Edited by: Jack Pacconi and Samantha Yip

Edward Blum’s recent and most notable victory in his campaign against race-based considerations, the 2023 Supreme Court ruling against affirmative action in higher education, brought many to question what sector of life he will target next. Blum, a conservative litigator, has recently garnered attention for his formation of the group Students for Fair Admissions, which won the landmark affirmative action case against Harvard and the University of North Carolina.[1] This victory comes after decades of Blum filing cases targeting a range of topics from voting rights and electoral districts to affirmative action in education. 

In 1990, when Blum first attempted to vote in Houston, Texas after moving into the city with his wife, he was met with no republican option, and then the realization that the Republican Party had not provided a candidate to challenge the Democratic incumbent.[2] After being informed that he resided in a majority-minority district by the Republican Party of Houston, Blum lost the congressional district election to a Black incumbent two years later.

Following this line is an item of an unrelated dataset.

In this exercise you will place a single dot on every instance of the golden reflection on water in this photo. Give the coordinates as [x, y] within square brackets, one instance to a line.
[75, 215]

While campaigning for this election, Blum discovered that neighborhoods in his district had been intentionally drawn to enhance the weight of minority votes. Blum’s goal then shifted; he enacted a lawsuit against the state of Texas and successfully assembled a legal team with the goal of proving unconstitutional gerrymandering.[2] After this, Blum filed similar lawsuits in states like New York, Virginia, Florida, and others to eliminate race considerations in electoral redistricting. Keeping the same legal team he had assembled for the first suit in Texas, Blum saw opportunities to expand his agenda into education when his alma mater, the University of Texas Austin, proposed race and ethnicity as a factor in admission consideration in 2003. Hoping to replicate the same success he had found in the Supreme Court with his congressional redistricting suits, Blum began searching for potential plaintiffs to file suit against the University of Texas for violating the equal protection clause.[2] Abigail Fisher, a white, legacy applicant who was denied admission, shared Blum’s inclination that the University’s race-neutral auto-admit practice for the top 10% of public high school students in Texas was sufficient to encourage diversity. However, the Supreme Court ruled in 2013 that colleges retained the right to consider and actively pursue diversity as an educational interest.[2]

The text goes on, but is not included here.